Hi Andre,
On Mon, 31 May 2010, Andre Noll wrote:
> we're trying to give ceph a try on our compute cluster Initial stress
> tests passed without problems,
Cool!
> but over the weekend a couple of cosd processes died and now access to
> the ceph mount point blocks and mounting the ceph dir fails with
Hmm :(
> Stracing the cosd process shows that it calls mmap() with silly values
> for the "fd" and the "length" parameter:
>
> mmap(NULL, 18446744073709436928, PROT_READ|PROT_WRITE,
> MAP_PRIVATE|MAP_ANONYMOUS, -1, 0) = -1 ENOMEM (Cannot allocate memory)
So, the mmap code in buffer.h is actually never called, so my guess is
that posix_memalign() or some other library implementation is doing it.
Can you get a stack trace? Either look at the core file with gdb or run
cosd via gdb? Alternatively, the osd startup log with
debug osd = 20
debug filestore = 20
in the [osd] section of ceph.conf would help narrow it down. There is
probably a missing check in the osd mount/initialization code but it's
hard to guess where.
Thanks!
sage
>
> I briefly looked at the source code and noticed that raw_mmap_pages()
> in include/buffer.h of seems to call mmap() with an unsigned int
> rather than with a size_t as the second (length) parameter. Since
>
> 18446744073709436928 = 0xfffffffffffe4000
>
> this looks like an integer overflow. But maybe it is just uninitialized
> garbage.
>
> I've tried the v0.20.2 and the testing branch of the ceph git
> repo. Both versions of cosd show the same behaviour.
>
> Our ceph file system 5.5T large, we have 7 cosds, 3 cmons and 3 cmds,
> see the ceph.conf below for details.
>
> Any idea how to get back the data? If you need further debugging info,
> don't hesitate to ask.
>
> Thanks
> Andre
> ---
>
> [global]
> ; enable secure authentication
> auth supported = cephx
> osd journal size = 100 ; measured in MB
>
> ; You need at least one monitor. You need at least three if you want to
> ; tolerate any node failures.

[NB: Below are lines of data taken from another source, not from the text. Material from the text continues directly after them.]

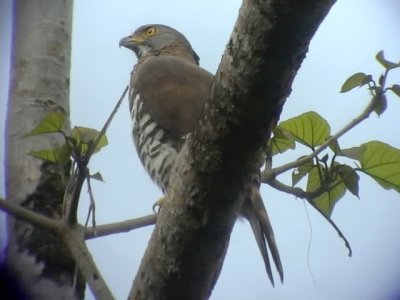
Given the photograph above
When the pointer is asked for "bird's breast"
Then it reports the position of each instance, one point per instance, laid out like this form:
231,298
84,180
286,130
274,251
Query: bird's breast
156,152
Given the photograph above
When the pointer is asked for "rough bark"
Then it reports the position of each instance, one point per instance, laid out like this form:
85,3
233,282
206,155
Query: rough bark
39,84
187,248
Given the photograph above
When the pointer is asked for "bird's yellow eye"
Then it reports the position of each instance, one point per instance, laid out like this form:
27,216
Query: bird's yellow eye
151,31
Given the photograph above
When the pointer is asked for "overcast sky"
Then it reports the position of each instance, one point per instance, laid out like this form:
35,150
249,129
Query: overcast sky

Always create an odd number.
> [mon]
> mon data = /var/ceph/mon$id
> ; some minimal logging (just message traffic) to aid debugging
> debug ms = 1
> [mon0]
> host = node141
> mon addr = 192.168.1.141:6789
> [mon1]
> host = node145
> mon addr = 192.168.1.145:6789
> [mon2]
> host = node150
> mon addr = 192.168.1.150:6789
>
> ; You need at least one mds. Define two to get a standby.
> [mds]
> ; where the mds keeps it's secret encryption keys
> keyring = /var/ceph/keyring.$name
> [mds0]
> host = node141
> [mds1]
> host = node145
> [mds2]
> host = node150
>
> ; osd
> ; You need at least one. Two if you want data to be replicated.
> ; Define as many as you like.
> [osd]
> ; This is where the btrfs volume will be mounted.
> osd data = /var/ceph/osd$id
>
> ; Ideally, make this a separate disk or partition. A few GB
> ; is usually enough; more if you have fast disks. You can use
> ; a file under the osd data dir if need be
> ; (e.g. /data/osd$id/journal), but it will be slower than a
> ; separate disk or partition.
> osd journal = /var/ceph/osd$id/journal
>
> [osd0]
> host = node141
> [osd1]
> host = node145
> [osd2]
> host = node150
> [osd3]
> host = node146
> [osd4]
> host = node147
> [osd5]
> host = node149
> [osd6]
> host = node142
> --
> The only person who always got his work done by Friday was Robinson Crusoe
>
--
To unsubscribe from this list: send the line "unsubscribe ceph-devel" in
the body of a message to [email protected]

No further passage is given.